The next big post on Benedict of Aniane will look at his reforming work as described by Ardo and as cemented in the Councils of Aachen. These acts lay the foundation for the continuation and growth of the great monastic houses which, with their huge tracts of land, massive rents, and temporal sway represent a very different reality of monastic possession that what was within the imaginative scope of Benedict of Nursia. However, to lay this temporal wealth to the charge of Benedict of Aniane does not seem quite accurate.
A celebratory post at NLM rejoicing in the absence of earthen vessels from the cover of a major Roman Catholic publication reminded me of a passage from Ardo’s life. Concerning Benedict of Aniane’s establishment of the monastery at Aniane, Ardo writes:
In the meanwhile the band of students gradually began to increase. The fame of holy religious observance began by degrees to flit by the mouths of those dwelling nearby, spreading itself to places a long distance away. Because the valley in which he had first settled was very narrow, he undertook little by little to erect by effort a new monastery beyond its confines. Sometimes he labored with the brothers as they worked; sometimes he had his hands full with cooking food for them to eat, while at the same time he was also occupied even in the kitchen with writing a book. And often, because of the scarcity of oxen, he carried wood on his own shoulders along with his students.
There was on the place where they were endeavoring to establish the monastery a building which they expanded and dedicated in honor of holy Mary the bearer of God. With people flocking thither from everywhere, begging earnestly to submit themselves to his superintendency, the fabric of the monastery was quickly completed. The place was endowed and increased with properties as various persons offered what they had. Benedict had given orders to make the houses, not with ornate walls, red roof tiles, or painted panelings, but with thatch and cheap timber. Although the number of brothers was rapidly expanding, he still strove for cheap and modest materials.

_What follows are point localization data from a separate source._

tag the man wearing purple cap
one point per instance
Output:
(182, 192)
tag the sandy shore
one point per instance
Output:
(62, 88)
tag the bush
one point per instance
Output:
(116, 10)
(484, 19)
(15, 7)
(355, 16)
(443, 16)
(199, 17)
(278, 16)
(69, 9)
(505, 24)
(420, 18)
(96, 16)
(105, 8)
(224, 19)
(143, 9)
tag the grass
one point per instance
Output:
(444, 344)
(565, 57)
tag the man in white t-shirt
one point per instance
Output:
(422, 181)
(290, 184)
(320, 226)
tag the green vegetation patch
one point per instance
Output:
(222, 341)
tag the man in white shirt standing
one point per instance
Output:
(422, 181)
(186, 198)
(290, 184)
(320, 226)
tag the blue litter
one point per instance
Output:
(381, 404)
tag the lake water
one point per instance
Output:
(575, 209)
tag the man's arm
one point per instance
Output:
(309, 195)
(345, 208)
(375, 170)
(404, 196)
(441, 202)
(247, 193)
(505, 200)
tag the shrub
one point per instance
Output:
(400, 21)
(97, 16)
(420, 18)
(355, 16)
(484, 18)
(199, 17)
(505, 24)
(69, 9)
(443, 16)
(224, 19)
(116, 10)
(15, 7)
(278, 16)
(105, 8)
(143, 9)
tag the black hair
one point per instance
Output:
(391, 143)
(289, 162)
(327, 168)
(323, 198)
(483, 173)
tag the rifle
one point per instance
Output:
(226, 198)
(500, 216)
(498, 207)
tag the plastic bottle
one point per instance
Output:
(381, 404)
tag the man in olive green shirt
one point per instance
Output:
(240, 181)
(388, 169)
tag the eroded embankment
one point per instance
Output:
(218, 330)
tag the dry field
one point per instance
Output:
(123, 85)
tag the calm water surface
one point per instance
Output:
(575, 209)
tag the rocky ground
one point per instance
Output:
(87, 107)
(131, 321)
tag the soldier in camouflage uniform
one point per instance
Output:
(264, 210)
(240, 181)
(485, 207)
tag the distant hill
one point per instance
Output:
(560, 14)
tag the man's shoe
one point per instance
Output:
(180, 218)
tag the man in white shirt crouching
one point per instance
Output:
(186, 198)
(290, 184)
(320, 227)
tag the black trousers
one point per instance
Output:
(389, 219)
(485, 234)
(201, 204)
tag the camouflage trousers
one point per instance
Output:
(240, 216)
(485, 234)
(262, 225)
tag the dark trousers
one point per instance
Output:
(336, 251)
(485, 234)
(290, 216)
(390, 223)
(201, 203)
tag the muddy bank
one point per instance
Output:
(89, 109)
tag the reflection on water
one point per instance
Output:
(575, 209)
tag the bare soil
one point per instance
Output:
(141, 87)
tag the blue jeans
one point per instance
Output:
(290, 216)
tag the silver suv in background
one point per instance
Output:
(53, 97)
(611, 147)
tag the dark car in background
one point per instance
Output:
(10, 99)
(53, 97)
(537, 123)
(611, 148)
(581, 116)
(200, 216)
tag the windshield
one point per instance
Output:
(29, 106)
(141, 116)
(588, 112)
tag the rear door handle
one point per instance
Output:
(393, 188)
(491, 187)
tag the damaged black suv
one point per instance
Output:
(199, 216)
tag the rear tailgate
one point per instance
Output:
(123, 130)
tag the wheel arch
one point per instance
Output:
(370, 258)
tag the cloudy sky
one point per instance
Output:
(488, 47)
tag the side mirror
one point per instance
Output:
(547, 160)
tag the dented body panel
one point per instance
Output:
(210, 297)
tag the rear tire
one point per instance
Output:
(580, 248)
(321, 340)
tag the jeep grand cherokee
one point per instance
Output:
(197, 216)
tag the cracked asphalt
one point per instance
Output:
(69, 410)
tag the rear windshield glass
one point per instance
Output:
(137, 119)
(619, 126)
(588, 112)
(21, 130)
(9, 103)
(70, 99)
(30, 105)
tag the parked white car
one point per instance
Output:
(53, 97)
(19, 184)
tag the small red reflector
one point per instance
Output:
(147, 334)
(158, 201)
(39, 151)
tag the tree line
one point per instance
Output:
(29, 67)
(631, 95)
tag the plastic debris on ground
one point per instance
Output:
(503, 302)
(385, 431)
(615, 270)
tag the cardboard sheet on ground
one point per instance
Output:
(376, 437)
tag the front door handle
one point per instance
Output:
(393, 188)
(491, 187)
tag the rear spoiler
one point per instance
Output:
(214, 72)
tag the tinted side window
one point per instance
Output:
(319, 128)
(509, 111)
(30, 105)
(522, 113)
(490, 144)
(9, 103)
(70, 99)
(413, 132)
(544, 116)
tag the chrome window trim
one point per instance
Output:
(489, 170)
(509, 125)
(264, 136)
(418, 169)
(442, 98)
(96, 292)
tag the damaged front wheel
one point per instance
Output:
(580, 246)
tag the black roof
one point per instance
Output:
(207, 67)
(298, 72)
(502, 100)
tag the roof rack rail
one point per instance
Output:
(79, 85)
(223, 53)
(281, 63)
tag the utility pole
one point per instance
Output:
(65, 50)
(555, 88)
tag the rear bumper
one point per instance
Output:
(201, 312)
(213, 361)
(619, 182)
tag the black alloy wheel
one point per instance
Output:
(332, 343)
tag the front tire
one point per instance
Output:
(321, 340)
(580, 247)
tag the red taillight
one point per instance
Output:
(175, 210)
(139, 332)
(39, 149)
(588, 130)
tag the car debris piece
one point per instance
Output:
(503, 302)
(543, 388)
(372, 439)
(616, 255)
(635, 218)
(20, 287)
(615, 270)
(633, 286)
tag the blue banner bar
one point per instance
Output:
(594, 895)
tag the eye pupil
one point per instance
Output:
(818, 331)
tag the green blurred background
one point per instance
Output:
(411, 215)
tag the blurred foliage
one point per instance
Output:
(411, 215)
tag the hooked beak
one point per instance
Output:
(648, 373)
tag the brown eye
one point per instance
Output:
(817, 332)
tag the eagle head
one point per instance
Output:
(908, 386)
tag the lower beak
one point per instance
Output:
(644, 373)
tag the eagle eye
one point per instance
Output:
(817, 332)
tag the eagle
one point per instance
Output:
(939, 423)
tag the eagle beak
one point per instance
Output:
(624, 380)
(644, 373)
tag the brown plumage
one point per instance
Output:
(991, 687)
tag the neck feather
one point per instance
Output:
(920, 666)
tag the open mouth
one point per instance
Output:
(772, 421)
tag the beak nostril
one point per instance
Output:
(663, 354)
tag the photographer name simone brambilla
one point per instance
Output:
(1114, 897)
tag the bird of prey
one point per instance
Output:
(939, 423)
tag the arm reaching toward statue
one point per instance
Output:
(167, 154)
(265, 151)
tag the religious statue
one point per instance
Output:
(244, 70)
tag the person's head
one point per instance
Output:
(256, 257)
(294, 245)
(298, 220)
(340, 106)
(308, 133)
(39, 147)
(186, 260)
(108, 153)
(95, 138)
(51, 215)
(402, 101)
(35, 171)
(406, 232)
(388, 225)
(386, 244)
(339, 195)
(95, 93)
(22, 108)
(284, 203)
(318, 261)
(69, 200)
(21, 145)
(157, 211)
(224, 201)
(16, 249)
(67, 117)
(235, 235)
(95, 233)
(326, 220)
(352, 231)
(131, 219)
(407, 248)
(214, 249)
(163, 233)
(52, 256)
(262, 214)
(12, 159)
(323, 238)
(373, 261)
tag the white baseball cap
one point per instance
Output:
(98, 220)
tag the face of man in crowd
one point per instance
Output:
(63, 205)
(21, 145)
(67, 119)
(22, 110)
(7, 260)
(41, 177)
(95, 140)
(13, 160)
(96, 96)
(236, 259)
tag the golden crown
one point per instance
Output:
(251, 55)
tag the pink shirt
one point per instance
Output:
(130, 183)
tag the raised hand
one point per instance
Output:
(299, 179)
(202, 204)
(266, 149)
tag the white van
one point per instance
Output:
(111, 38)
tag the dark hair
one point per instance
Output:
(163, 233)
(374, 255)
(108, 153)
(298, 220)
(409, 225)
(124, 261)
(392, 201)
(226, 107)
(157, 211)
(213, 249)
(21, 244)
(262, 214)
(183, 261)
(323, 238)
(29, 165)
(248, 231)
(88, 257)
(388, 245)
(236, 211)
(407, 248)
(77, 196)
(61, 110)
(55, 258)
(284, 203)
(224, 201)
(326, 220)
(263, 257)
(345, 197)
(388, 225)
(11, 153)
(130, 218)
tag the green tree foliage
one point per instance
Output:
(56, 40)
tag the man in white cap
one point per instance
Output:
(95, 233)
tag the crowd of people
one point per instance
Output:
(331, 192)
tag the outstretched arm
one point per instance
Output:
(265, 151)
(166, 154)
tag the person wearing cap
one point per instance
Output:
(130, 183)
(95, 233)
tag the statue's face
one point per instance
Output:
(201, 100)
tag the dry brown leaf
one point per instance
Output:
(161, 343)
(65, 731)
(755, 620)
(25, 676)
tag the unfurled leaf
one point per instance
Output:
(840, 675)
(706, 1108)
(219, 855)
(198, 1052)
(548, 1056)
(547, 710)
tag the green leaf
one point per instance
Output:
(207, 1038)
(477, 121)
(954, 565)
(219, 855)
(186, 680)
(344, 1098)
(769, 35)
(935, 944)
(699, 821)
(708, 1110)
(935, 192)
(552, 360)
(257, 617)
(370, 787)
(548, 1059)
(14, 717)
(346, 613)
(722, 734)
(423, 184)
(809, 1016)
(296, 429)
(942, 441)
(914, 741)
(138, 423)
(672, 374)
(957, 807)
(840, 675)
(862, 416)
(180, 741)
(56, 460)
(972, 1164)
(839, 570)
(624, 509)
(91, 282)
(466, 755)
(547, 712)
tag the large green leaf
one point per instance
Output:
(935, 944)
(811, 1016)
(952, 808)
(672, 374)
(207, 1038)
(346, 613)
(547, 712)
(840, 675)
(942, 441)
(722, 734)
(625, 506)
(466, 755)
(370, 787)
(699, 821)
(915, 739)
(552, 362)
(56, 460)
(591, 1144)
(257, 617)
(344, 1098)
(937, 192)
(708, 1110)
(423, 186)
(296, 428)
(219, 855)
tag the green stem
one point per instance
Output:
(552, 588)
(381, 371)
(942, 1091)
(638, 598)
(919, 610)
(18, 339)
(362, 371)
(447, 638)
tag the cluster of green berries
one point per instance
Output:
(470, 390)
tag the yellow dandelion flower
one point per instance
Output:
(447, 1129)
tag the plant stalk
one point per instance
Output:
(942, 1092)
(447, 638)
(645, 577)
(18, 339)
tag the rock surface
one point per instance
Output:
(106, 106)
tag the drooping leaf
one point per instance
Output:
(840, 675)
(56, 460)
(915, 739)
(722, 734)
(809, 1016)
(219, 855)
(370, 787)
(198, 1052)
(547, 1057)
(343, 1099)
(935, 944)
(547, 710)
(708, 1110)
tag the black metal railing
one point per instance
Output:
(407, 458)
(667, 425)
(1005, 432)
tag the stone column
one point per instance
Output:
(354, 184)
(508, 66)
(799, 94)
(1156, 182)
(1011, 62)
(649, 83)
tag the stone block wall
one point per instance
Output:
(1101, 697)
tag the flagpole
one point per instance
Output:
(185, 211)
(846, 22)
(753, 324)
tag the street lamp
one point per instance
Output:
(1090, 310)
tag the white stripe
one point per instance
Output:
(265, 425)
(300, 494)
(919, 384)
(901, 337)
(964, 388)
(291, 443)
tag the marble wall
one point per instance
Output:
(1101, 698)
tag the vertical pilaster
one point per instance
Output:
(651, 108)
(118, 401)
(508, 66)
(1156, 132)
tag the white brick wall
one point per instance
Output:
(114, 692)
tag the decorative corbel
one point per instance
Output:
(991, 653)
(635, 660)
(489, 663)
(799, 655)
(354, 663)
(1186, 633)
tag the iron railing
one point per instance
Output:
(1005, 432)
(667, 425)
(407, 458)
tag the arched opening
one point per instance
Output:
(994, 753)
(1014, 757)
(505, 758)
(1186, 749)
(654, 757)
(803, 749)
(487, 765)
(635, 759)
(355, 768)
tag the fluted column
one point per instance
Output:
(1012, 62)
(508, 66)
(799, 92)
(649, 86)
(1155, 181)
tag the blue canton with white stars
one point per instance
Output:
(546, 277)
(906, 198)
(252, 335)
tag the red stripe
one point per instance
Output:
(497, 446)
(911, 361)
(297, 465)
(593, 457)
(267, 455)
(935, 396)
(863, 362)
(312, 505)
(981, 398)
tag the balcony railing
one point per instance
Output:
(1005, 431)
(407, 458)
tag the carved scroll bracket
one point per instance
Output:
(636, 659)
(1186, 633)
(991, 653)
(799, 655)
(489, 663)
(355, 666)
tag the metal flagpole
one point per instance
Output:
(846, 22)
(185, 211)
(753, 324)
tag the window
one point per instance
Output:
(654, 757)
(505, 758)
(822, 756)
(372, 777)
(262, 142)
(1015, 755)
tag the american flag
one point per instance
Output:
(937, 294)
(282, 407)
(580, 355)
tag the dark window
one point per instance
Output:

If anyone wanted to bestow some of his possessions on the monastery, Benedict accepted it. But if someone pressed to attach serving men and women to it, he refused. Nor did he permit anyone to be delivered to the monastery by charter, but ordered them to be set free. [So, no lay-brothers and no slaves—the monks would have to do their own work.] He preferred himself that the vessels for Christ’s body not be of silver. To him first choice was wooden vessels, secondly glass, and finally tin. He refused to have a silken chasuble. If some person gave him one, he immediately gave it away to others. (Ardo’s Life, ch. 5, 72)
To the description of this humble foundation, Ardo gives us an interesting contrast later on. This is Benedict’s first house built by his own hands and means; it’s quite appropriate for an ascetical reformer. Later, Ardo tells us about a second house and church that Benedict builds at the command and with the resources of Charlemagne and the royal court. It’s rather different and deserves its own post due to some interesting architectural elements described therein.